- Developer: Foulball Hangover
- Publisher: Foulball Hangover
- Programmer: Max Hayon
- Engine: Unreal Engine 4
- Platforms: Windows; PlayStation 5; Xbox Series X/S;
- Release: May 8, 2020 Playstation 5, Xbox Series X/SWW: May 8 2026; ;
- Genres: Sandbox, Construction and management simulation

= Hydroneer =

Hydroneer is a 2020 mining sandbox video game developed by British indie video game studio Foulball Hangover. It was released onto Steam on May 8, 2020, and on the PS5 and Xbox Series X/S on May 8, 2026, on the game's sixth anniversary.

==Gameplay==
Hydroneer is a physics-based sandbox mining simulation game in which players build and manage an increasingly automated excavation operation in a small open world. Gameplay centers on extracting soil, processing it to obtain valuable resources such as gold, iron, and gemstones, and reinvesting profits into progressively more advanced tools, machines, and infrastructure to expand efficiency and scale.

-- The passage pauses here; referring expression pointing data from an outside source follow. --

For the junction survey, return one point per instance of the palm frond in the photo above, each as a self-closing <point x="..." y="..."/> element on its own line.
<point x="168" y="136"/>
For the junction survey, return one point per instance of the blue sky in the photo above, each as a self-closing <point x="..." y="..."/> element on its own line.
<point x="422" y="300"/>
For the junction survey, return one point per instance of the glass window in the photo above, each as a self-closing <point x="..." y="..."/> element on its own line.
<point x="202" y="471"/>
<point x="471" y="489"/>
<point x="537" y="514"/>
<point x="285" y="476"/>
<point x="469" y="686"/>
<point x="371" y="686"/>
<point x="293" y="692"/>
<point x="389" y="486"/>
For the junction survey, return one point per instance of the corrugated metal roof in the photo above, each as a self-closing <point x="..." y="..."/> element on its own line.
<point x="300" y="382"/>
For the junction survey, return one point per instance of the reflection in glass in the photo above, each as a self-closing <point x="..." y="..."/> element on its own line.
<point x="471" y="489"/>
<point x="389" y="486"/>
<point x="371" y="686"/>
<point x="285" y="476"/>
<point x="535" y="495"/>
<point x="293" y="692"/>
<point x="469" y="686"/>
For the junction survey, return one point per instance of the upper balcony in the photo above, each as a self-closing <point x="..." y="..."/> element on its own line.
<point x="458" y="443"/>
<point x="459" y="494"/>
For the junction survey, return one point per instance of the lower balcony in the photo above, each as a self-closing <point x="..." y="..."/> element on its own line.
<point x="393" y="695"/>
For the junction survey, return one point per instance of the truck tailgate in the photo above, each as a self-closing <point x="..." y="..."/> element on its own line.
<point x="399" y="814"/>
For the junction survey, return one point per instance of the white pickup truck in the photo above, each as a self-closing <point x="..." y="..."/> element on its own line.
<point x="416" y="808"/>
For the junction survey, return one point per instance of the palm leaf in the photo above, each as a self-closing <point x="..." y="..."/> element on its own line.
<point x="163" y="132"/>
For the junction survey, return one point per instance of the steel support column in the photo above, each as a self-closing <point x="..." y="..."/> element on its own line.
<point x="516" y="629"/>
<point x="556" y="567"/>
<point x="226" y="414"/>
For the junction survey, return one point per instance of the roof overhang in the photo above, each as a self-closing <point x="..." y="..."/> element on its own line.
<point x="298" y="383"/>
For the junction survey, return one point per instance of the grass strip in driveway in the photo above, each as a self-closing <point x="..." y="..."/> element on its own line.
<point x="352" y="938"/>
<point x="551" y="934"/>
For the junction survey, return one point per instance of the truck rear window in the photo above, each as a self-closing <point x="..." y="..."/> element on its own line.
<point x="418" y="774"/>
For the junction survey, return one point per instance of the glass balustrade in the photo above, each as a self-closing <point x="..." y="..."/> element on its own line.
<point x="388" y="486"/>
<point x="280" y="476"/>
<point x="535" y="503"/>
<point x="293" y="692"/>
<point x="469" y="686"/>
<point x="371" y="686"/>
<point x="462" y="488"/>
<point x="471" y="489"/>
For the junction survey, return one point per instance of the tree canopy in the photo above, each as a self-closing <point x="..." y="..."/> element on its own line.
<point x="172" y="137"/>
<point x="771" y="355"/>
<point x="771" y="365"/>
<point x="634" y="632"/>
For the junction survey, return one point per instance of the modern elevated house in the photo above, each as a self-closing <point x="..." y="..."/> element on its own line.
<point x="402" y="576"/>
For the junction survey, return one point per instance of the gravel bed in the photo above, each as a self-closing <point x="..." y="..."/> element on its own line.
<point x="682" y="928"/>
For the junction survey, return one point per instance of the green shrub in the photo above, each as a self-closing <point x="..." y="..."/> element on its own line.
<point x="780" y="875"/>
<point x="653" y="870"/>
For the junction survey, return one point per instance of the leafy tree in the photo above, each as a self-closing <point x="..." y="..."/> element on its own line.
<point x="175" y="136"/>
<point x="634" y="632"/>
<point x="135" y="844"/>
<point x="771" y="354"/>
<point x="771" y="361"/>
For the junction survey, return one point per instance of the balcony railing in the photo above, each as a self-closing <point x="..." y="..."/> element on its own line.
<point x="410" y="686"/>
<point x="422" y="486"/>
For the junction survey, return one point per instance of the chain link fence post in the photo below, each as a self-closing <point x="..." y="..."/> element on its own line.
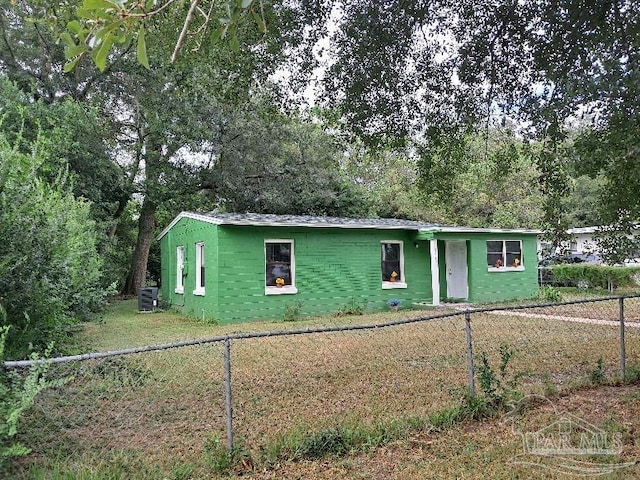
<point x="227" y="393"/>
<point x="472" y="386"/>
<point x="623" y="359"/>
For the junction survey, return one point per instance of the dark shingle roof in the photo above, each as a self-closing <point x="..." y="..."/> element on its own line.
<point x="315" y="221"/>
<point x="259" y="219"/>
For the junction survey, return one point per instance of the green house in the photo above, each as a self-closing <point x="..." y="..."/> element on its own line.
<point x="237" y="267"/>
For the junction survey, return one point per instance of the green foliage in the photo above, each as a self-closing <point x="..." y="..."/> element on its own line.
<point x="550" y="294"/>
<point x="353" y="307"/>
<point x="17" y="395"/>
<point x="594" y="275"/>
<point x="271" y="163"/>
<point x="292" y="311"/>
<point x="101" y="27"/>
<point x="218" y="457"/>
<point x="49" y="266"/>
<point x="497" y="388"/>
<point x="598" y="375"/>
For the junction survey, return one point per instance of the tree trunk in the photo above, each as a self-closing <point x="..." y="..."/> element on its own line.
<point x="138" y="272"/>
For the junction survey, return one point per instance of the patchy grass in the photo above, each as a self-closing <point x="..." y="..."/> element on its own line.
<point x="371" y="391"/>
<point x="485" y="449"/>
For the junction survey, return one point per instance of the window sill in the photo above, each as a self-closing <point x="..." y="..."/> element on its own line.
<point x="393" y="285"/>
<point x="505" y="269"/>
<point x="286" y="290"/>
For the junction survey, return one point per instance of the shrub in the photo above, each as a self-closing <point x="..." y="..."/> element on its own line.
<point x="550" y="294"/>
<point x="17" y="395"/>
<point x="49" y="265"/>
<point x="594" y="275"/>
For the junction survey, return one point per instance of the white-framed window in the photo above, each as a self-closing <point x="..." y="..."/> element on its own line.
<point x="504" y="255"/>
<point x="392" y="264"/>
<point x="280" y="267"/>
<point x="180" y="269"/>
<point x="200" y="264"/>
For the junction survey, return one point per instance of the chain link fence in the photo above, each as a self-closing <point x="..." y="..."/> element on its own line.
<point x="170" y="405"/>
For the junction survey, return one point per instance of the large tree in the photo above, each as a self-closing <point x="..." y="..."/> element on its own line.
<point x="157" y="115"/>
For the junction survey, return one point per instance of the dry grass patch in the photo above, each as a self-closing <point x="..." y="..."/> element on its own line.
<point x="167" y="406"/>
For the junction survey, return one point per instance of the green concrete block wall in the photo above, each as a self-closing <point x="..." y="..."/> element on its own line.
<point x="486" y="286"/>
<point x="333" y="269"/>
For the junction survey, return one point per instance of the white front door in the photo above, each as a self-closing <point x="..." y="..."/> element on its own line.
<point x="456" y="260"/>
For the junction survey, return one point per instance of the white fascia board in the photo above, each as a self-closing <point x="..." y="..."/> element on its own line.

At the start of the game, players are provided with a basic plot of land, a nearby water source, and simple hand tools, including a shovel, a pan or bucket, and rudimentary equipment for washing and sorting dirt. Early progression is slow and largely manual, requiring the player to dig by hand, transport soil containers, and repeatedly wash and sift material to uncover small quantities of ore and gems. The game has no inventory system and players are required to move items around using only their hands. As income increases, players can purchase new parcels of land, water intake pipes, and powered devices, allowing for more efficient extraction and processing of resources.

==Development==

Developer Foulball Hangover is based in the United Kingdom. The game received a creative mode feature in an update on November 4, 2021.

Multiplayer mode was added in an update on 2022. An expansion called "Journey to Volcalidus" was released in April 2024, adding a new area and town, as well as a new vehicle and mining mechanics.

It eventually sold over 500,000 copies.